Because in D3D/HLSL we use row-vectors (1xN matrices) thus pre-multiplication (vector * matrix), we store the translation part in the 4th row of the matrix:

m00 m01 m02 0
m10 m11 m12 0
m20 m21 m22 0
Tx  Ty  Tz  1

so the transformed x coordinate is x' = x*m00 + y*m10 + z*m20 + 1*Tx. If the matrix contains a translation only then it translates into x' = x*1 + 1*Tx = x + Tx.

Based on the HLSL docs and some experiments in the past, the uniform matrices are loaded by columns, so one register will contain {m00,m10,m20,m30}. And this is good for the vector-matrix multiplication because it translates into 4 dot products (x' = vec-registry dot mat-registry_0) which probably has a single hardware instruction.

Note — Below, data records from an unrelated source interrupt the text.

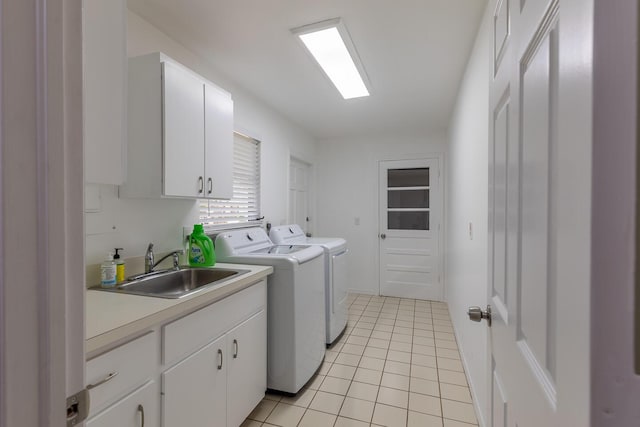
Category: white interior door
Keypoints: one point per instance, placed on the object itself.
(526, 204)
(299, 175)
(409, 229)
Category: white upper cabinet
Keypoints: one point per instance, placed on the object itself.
(218, 150)
(183, 127)
(105, 90)
(180, 132)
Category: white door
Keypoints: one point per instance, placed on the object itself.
(534, 212)
(299, 173)
(42, 283)
(409, 229)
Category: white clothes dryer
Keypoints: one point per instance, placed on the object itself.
(295, 303)
(335, 269)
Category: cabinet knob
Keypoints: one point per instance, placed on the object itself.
(141, 410)
(102, 381)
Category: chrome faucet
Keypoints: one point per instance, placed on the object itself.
(150, 264)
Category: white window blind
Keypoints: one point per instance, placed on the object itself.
(244, 207)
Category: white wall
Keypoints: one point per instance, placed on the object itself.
(348, 192)
(133, 223)
(466, 259)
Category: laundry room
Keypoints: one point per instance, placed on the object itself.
(265, 244)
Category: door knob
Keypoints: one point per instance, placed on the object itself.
(477, 314)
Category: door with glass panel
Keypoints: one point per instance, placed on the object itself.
(409, 229)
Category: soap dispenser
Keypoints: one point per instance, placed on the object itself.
(108, 272)
(119, 265)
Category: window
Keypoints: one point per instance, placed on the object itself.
(245, 204)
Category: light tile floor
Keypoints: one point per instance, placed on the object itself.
(397, 364)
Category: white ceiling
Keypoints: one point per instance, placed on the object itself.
(414, 52)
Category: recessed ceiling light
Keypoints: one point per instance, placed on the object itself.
(329, 43)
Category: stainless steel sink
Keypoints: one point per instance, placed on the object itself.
(176, 283)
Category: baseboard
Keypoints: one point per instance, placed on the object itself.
(362, 291)
(472, 387)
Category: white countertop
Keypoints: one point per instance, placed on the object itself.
(112, 317)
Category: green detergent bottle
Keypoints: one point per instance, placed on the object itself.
(201, 253)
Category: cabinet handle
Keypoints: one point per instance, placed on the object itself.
(109, 377)
(141, 410)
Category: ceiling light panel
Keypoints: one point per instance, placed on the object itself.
(330, 45)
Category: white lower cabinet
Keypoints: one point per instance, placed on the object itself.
(247, 367)
(207, 368)
(220, 384)
(194, 392)
(138, 409)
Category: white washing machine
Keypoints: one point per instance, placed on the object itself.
(335, 272)
(295, 303)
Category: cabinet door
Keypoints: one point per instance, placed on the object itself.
(218, 143)
(105, 90)
(130, 411)
(183, 127)
(194, 391)
(247, 376)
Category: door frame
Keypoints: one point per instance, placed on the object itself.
(42, 361)
(310, 191)
(440, 159)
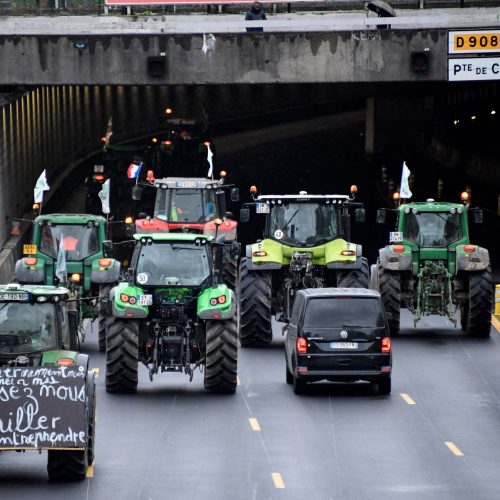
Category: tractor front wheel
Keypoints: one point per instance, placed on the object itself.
(254, 307)
(222, 356)
(479, 304)
(122, 353)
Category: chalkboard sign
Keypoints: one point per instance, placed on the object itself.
(42, 408)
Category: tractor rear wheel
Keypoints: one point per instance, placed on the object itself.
(230, 269)
(355, 278)
(67, 465)
(221, 357)
(254, 307)
(478, 313)
(102, 320)
(91, 417)
(390, 290)
(122, 353)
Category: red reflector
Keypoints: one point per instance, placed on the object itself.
(65, 362)
(260, 253)
(386, 344)
(301, 345)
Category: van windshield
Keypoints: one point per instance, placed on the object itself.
(343, 312)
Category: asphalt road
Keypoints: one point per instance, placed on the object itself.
(437, 436)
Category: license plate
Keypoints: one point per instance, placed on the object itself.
(29, 249)
(343, 345)
(262, 208)
(145, 300)
(22, 297)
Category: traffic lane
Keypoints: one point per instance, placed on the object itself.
(172, 438)
(351, 443)
(454, 379)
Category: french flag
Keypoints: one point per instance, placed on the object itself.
(133, 170)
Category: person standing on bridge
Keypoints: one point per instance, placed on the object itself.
(255, 13)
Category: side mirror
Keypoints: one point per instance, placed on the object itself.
(360, 215)
(136, 193)
(244, 215)
(74, 341)
(381, 216)
(234, 194)
(477, 216)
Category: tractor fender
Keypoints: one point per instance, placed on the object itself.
(346, 265)
(265, 266)
(102, 275)
(475, 261)
(392, 261)
(27, 274)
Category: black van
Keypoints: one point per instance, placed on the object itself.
(339, 335)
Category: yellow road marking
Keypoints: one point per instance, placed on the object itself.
(278, 480)
(454, 449)
(407, 399)
(254, 424)
(90, 471)
(496, 323)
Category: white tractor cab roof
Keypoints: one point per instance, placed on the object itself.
(188, 183)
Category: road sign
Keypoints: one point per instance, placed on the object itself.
(474, 42)
(473, 69)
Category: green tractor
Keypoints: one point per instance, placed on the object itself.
(431, 268)
(173, 314)
(47, 390)
(72, 249)
(306, 245)
(195, 205)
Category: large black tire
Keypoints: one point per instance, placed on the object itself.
(102, 320)
(254, 307)
(221, 366)
(122, 353)
(355, 278)
(384, 386)
(230, 269)
(479, 305)
(67, 465)
(390, 290)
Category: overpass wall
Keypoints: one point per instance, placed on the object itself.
(248, 58)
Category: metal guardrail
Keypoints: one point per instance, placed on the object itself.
(92, 7)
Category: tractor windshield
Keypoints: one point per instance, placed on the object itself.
(176, 264)
(433, 229)
(303, 224)
(27, 328)
(78, 240)
(186, 205)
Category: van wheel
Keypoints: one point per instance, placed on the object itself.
(384, 386)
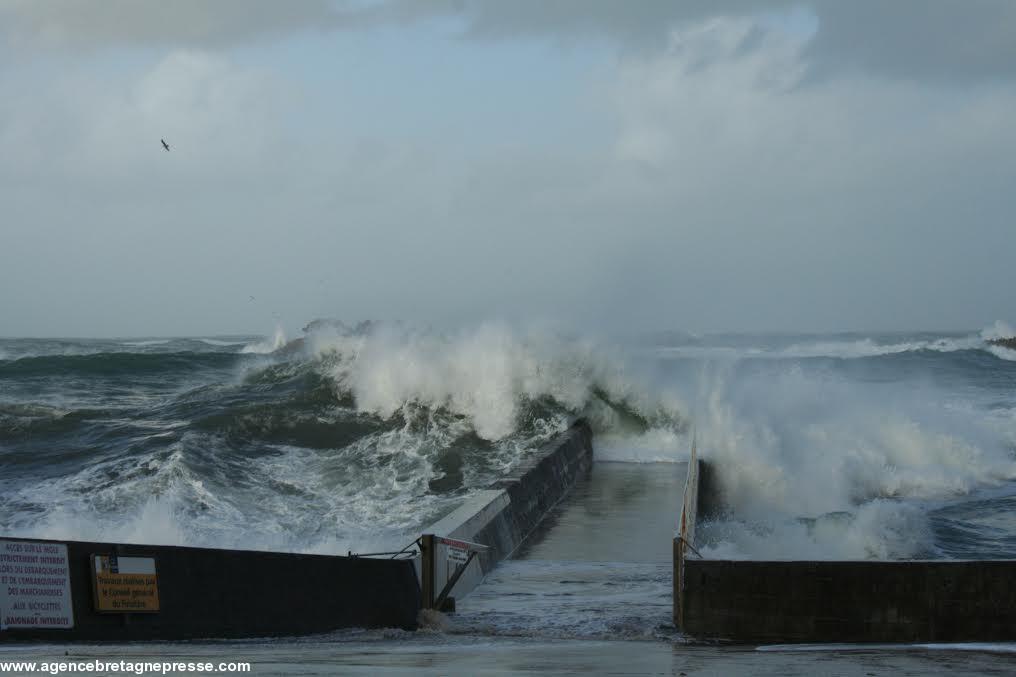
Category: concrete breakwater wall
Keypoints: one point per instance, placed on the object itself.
(494, 522)
(849, 602)
(833, 601)
(62, 591)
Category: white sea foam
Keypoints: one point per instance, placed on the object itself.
(268, 345)
(998, 330)
(486, 375)
(809, 463)
(220, 343)
(788, 444)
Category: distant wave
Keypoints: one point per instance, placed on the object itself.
(220, 343)
(268, 345)
(843, 350)
(123, 363)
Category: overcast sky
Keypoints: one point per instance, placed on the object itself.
(703, 166)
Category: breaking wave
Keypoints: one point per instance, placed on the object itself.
(352, 438)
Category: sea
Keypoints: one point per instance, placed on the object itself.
(353, 437)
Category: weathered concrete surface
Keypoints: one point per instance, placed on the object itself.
(849, 602)
(206, 594)
(502, 516)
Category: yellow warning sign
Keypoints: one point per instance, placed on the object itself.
(125, 585)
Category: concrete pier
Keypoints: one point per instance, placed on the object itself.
(789, 602)
(494, 522)
(194, 593)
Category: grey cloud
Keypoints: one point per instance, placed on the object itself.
(191, 22)
(937, 40)
(931, 40)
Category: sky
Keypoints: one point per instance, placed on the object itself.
(706, 166)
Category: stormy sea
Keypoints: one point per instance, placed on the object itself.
(353, 437)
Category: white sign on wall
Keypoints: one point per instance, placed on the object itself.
(35, 586)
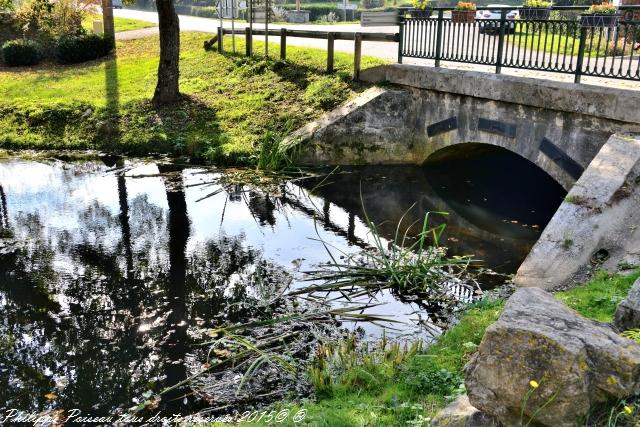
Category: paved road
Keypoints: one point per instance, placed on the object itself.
(384, 50)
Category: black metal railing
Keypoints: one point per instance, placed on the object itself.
(557, 44)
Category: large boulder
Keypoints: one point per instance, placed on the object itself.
(460, 413)
(577, 362)
(628, 312)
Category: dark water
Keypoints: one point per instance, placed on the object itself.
(108, 281)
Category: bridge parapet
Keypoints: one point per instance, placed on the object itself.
(559, 127)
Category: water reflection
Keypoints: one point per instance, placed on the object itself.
(111, 272)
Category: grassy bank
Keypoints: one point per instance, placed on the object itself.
(121, 24)
(231, 103)
(393, 387)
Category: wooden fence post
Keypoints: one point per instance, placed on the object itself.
(248, 41)
(357, 56)
(283, 43)
(330, 49)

On the other hand, OGL/GLSL uses column-vectors and post-multiplication, which means that the translation part is stored in the 4th column instead (transpose of the matrix above). Based on the wiki the "GLSL matrices are always column-major".

Some key points:

In the CPU side of the matrix operations, I'd like to vectorize them
This means that the memory layout is important, so the appropriate columns can be loaded into reigsters fast
Currently my matrix is stored by columns {m00,m10,m20,m30,m01,...,m33} where m30,m31,m32 stores the translation part (I'm using row vectors -> pre-multiplication)
Additionally, I'd like to use the same memory layout for passing uniform data to the graphics API (memcpy into a buffer without transposing the matrix)
I examined the Matrix implementation of the UE4 and I can't see any separation based on the underlying rendering API (which is the expected result)

What is the best way to handle these differences in an API agnostic way?

I'd imagine that I could keep my current matrix implementation (DX-style, row-vectors, pre-multiplication, column-major storage for SSE) and in the GLSL code, I set the row_major layout so it reads data in the other way around. If it does work, what is the performance impact of this, if any?

The main target platforms are Vulkan and D3D11/12.

Solution

Both APIs target the same GPUs, so you can be reasonably sure matrix layout does not matter for performance there. For that matter, Vulkan can consume HLSL if you want.